LSTM seq2seq input and output with different number of time steps

I am new to this field and currently working on a video action prediction project using keras. The input data takes 10% frames of each video and convert all same successive actions into 1 single action. For example [0,0,0,1,1,1,2] -> [0,1,2]. After applying padding and one-hot encoding, the shape of the input data is (1460, 6, 48) -> (number of videos, number of actions, one-hot encoded form for 48 actions). I would like to predict all future actions for each video. The shape of the output should be (1460, 23, 48) -> (number of videos, max timesteps, one-hot encoded form for 48 actions).

Here is my current approach, which does not work.

def lstm_model(frame_len, max_timesteps):

    model = Sequential()
    model.add(LSTM(100, input_shape=(None,48), return_sequences=True))
    model.add(Dense(48, activation='tanh'))
    model.compile(loss='mae', optimizer='adam', metrics=['accuracy'])
    return model



I would like to know if I have to keep the number of timesteps the same for input and output. If not, how could I modify the model to fit such data.

Any help would be appreciated.


You can do someting like this :

  1. Encode your input data with LSTM
  2. Copy the required number of time this encoded vector
  3. Decode the encoded vector

In keras, it looks like :

from tensorflow.keras import layers,models


encoder_inputs = layers.Input(shape=(input_timesteps,input_features))

encoder = layers.LSTM(units, return_sequences=False)(encoder_inputs)

decoder = layers.RepeatVector(output_timesteps)(encoder)

decoder = layers.LSTM(units, return_sequences=True)(decoder)

out = layers.TimeDistributed(Dense(output_features))(decoder)

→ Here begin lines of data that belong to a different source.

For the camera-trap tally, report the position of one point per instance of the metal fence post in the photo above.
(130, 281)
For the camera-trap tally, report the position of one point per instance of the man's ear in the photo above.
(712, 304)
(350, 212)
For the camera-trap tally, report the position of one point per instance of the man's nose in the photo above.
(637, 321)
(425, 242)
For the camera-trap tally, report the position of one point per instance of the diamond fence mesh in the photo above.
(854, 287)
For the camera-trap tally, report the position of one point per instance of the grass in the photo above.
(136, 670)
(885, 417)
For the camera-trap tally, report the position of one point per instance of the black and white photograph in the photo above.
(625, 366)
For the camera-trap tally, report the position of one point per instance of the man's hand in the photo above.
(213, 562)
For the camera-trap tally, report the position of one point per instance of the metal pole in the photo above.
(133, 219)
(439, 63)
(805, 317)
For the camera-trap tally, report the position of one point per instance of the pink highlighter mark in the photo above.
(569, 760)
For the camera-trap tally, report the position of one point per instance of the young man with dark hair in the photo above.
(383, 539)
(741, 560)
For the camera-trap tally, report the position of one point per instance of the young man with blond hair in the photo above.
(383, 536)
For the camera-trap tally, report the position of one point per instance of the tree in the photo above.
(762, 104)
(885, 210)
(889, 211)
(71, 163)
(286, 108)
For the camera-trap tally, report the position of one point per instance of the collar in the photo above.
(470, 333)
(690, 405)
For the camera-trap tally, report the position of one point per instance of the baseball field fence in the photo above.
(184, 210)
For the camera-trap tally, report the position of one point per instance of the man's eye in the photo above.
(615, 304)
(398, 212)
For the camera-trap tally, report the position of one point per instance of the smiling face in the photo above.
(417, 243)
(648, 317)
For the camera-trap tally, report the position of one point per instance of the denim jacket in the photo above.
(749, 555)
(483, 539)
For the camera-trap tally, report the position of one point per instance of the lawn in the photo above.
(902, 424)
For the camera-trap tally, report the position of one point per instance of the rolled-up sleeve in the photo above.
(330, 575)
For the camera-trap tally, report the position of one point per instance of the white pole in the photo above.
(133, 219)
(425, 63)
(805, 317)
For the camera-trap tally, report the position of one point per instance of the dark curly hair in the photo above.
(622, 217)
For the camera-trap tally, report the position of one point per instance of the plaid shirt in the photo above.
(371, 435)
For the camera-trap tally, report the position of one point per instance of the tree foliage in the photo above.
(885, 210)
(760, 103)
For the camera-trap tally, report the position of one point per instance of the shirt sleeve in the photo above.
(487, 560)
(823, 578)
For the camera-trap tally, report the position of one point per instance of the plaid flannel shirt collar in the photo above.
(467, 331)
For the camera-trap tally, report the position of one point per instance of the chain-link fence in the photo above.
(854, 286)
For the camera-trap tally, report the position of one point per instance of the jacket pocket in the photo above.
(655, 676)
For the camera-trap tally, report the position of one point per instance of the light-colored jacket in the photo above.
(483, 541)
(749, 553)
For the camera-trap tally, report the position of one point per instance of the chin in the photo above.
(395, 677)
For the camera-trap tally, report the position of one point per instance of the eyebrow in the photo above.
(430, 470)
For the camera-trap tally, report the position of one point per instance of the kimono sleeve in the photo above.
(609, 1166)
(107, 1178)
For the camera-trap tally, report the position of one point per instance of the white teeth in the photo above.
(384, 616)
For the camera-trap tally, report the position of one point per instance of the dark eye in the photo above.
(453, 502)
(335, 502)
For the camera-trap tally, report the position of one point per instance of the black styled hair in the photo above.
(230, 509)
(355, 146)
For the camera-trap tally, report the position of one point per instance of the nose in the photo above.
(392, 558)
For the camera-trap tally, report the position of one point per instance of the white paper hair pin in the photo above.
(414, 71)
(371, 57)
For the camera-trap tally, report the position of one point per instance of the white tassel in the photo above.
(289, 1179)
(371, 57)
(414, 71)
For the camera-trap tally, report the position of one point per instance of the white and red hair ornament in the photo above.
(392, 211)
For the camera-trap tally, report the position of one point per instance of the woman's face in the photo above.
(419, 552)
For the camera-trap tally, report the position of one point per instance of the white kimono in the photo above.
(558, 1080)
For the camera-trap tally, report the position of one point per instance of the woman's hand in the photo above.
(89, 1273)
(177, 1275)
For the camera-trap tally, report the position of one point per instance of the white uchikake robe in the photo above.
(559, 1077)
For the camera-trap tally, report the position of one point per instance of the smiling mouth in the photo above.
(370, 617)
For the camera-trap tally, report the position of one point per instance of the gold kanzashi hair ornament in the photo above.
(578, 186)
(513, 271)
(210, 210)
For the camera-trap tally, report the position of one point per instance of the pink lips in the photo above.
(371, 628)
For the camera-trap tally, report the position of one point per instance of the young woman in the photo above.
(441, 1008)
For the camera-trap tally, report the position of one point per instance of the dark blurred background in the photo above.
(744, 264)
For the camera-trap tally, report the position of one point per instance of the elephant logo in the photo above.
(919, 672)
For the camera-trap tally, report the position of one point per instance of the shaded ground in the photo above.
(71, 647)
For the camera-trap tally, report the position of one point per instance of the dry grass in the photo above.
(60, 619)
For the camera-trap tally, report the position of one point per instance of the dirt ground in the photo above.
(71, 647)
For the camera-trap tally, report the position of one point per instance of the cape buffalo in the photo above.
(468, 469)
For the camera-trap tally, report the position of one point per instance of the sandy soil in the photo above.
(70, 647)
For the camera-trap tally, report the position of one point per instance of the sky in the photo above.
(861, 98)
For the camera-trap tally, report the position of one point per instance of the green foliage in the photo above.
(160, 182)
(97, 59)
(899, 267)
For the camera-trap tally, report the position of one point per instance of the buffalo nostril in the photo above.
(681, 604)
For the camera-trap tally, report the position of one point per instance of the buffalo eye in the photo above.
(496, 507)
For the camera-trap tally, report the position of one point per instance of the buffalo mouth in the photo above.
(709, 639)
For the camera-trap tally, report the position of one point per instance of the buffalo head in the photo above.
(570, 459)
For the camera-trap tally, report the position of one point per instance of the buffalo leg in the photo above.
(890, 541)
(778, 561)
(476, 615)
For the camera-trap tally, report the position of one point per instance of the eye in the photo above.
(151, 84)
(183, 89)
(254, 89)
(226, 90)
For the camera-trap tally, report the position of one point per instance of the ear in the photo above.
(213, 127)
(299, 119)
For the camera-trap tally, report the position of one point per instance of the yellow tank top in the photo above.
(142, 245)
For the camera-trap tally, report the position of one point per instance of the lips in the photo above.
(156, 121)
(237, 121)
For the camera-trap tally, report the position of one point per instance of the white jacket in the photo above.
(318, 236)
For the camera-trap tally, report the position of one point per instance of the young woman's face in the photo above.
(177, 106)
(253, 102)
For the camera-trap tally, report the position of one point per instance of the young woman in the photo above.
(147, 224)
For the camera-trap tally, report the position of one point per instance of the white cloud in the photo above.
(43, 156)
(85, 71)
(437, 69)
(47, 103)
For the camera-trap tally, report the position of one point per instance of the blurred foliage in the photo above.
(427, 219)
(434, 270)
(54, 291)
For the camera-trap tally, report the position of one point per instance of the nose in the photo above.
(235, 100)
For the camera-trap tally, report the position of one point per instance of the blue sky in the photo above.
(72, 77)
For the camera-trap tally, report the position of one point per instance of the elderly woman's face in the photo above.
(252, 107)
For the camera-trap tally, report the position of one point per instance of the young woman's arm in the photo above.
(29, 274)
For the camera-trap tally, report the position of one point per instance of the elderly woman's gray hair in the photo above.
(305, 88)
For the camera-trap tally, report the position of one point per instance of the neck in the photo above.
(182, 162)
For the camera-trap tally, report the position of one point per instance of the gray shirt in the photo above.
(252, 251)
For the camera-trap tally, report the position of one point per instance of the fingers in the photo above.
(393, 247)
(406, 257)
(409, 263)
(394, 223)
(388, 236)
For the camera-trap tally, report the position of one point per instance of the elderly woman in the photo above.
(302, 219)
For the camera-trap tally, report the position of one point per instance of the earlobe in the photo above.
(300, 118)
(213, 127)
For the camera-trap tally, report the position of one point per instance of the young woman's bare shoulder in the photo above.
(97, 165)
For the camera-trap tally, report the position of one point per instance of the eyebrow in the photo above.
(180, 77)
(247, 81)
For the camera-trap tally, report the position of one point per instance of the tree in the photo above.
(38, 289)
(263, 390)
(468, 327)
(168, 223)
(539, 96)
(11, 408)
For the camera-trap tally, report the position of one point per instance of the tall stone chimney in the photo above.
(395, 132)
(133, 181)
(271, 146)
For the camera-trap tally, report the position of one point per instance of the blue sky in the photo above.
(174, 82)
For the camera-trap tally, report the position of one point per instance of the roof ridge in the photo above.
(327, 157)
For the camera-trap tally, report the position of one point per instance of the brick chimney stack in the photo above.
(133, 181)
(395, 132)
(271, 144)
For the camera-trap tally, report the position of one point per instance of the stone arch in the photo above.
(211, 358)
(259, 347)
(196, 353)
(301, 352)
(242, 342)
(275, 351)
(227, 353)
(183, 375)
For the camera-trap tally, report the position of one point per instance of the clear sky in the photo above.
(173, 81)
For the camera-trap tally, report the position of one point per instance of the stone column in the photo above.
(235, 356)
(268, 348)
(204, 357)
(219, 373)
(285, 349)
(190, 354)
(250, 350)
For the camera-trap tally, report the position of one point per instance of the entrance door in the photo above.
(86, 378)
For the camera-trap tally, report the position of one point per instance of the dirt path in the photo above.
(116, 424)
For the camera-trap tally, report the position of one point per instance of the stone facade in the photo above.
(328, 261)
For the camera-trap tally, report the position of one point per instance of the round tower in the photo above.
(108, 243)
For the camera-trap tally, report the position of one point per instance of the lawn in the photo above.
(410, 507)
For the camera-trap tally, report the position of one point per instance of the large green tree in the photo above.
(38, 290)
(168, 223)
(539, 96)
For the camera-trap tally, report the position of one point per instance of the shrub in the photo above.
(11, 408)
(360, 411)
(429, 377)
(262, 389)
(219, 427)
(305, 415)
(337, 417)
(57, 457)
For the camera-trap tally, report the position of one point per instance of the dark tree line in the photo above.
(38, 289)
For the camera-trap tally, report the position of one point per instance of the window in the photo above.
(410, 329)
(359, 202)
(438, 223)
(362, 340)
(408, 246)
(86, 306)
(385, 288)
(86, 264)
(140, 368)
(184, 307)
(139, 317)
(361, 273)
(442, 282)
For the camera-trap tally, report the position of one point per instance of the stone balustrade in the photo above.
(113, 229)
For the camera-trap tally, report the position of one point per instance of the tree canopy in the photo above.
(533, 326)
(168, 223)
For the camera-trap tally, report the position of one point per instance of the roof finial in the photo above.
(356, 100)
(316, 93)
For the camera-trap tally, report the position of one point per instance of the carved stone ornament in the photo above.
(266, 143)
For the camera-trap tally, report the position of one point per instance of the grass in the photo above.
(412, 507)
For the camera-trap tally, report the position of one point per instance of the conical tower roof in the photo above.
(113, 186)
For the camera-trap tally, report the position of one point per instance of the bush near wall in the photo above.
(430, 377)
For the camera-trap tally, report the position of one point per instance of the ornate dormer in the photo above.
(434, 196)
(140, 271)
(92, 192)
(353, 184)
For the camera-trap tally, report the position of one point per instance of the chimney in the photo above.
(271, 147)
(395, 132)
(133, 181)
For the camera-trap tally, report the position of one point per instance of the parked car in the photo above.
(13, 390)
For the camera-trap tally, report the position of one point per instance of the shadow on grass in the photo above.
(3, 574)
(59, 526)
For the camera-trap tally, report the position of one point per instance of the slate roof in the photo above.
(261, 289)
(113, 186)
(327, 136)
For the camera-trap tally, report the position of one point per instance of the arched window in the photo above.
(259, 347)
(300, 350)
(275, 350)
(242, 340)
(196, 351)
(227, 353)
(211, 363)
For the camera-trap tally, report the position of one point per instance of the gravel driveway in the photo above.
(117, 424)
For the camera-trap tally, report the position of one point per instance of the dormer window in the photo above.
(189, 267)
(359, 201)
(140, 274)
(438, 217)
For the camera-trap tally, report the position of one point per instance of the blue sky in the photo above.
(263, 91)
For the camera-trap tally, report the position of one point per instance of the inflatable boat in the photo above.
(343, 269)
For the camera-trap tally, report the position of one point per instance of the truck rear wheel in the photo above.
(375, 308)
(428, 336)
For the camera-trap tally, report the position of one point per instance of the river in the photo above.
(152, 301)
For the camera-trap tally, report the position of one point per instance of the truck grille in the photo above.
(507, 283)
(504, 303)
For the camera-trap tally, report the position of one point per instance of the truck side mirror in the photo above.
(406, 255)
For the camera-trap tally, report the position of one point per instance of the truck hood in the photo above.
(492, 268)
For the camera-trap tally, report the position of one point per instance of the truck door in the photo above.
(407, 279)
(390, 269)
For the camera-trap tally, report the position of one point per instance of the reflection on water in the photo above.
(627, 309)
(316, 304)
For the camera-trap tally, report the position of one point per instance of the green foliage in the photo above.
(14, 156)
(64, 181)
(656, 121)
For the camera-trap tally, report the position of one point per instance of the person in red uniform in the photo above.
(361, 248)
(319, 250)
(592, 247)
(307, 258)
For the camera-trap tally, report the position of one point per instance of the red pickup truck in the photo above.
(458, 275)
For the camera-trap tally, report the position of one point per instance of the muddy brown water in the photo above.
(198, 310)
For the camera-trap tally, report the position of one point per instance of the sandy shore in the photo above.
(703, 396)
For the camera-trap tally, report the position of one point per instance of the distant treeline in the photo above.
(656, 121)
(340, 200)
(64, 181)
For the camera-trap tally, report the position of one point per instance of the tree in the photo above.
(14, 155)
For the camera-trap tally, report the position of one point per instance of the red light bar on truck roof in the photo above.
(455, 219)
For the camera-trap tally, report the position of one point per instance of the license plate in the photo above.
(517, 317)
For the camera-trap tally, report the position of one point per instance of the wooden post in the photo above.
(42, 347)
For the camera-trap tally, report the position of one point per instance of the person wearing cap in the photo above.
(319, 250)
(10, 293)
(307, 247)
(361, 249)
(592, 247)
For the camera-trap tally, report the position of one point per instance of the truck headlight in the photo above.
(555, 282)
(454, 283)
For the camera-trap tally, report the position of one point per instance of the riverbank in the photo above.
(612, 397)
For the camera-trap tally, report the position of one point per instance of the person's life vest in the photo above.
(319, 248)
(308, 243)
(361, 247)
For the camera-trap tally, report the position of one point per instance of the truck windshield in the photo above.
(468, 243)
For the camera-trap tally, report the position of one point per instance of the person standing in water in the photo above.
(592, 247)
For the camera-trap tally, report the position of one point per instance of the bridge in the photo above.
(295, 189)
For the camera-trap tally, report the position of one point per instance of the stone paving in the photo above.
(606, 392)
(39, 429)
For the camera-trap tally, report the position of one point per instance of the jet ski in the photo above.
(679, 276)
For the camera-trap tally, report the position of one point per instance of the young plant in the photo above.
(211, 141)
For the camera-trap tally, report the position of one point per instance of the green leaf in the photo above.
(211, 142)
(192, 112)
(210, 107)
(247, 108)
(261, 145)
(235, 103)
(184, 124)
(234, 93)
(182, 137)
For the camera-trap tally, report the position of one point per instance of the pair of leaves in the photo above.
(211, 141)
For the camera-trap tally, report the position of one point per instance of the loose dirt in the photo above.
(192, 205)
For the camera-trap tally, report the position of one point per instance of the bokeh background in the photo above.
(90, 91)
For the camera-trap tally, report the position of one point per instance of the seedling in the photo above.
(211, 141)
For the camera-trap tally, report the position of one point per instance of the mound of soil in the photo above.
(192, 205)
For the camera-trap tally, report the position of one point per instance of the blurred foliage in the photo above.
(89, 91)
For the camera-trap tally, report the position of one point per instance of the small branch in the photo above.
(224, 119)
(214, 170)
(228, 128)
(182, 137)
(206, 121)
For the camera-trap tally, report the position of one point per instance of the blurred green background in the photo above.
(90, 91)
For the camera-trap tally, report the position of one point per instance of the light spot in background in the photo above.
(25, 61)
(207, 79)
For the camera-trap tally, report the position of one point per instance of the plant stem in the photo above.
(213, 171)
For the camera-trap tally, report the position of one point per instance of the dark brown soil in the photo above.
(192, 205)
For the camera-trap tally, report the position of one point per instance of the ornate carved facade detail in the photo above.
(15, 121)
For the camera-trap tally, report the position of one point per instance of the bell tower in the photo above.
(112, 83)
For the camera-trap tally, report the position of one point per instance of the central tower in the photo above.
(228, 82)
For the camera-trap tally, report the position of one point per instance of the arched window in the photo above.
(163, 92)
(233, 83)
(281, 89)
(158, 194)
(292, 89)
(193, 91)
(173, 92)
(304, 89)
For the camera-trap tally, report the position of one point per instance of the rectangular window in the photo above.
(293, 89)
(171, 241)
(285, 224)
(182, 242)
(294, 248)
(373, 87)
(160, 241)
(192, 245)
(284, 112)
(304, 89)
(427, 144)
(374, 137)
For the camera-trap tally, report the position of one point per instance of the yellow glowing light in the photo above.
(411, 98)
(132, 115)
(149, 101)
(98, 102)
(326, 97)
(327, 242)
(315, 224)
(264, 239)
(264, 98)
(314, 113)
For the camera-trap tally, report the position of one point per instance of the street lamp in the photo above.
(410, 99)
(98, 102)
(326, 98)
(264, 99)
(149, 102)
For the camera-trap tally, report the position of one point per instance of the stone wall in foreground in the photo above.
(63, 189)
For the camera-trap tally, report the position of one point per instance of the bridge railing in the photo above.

model = models.Model(encoder_inputs, out)

it gives you:

Layer (type)                 Output Shape              Param #   
input_1 (InputLayer)         [(None, 10, 2)]           0         
lstm (LSTM)                  (None, 100)               41200     
repeat_vector (RepeatVector) (None, 3, 100)            0         
lstm_1 (LSTM)                (None, 3, 100)            80400     
time_distributed (TimeDistri (None, 3, 1)              101       

if you want to keep the cell state from the encoder to re use in the decoder, you can do it with return_state=True. Check this question.

topgunner On

While you don't have to keep them the same, you do need to add fully connected layers after LSTM to change dimensions, or use MaxPool2D or similar types of layers.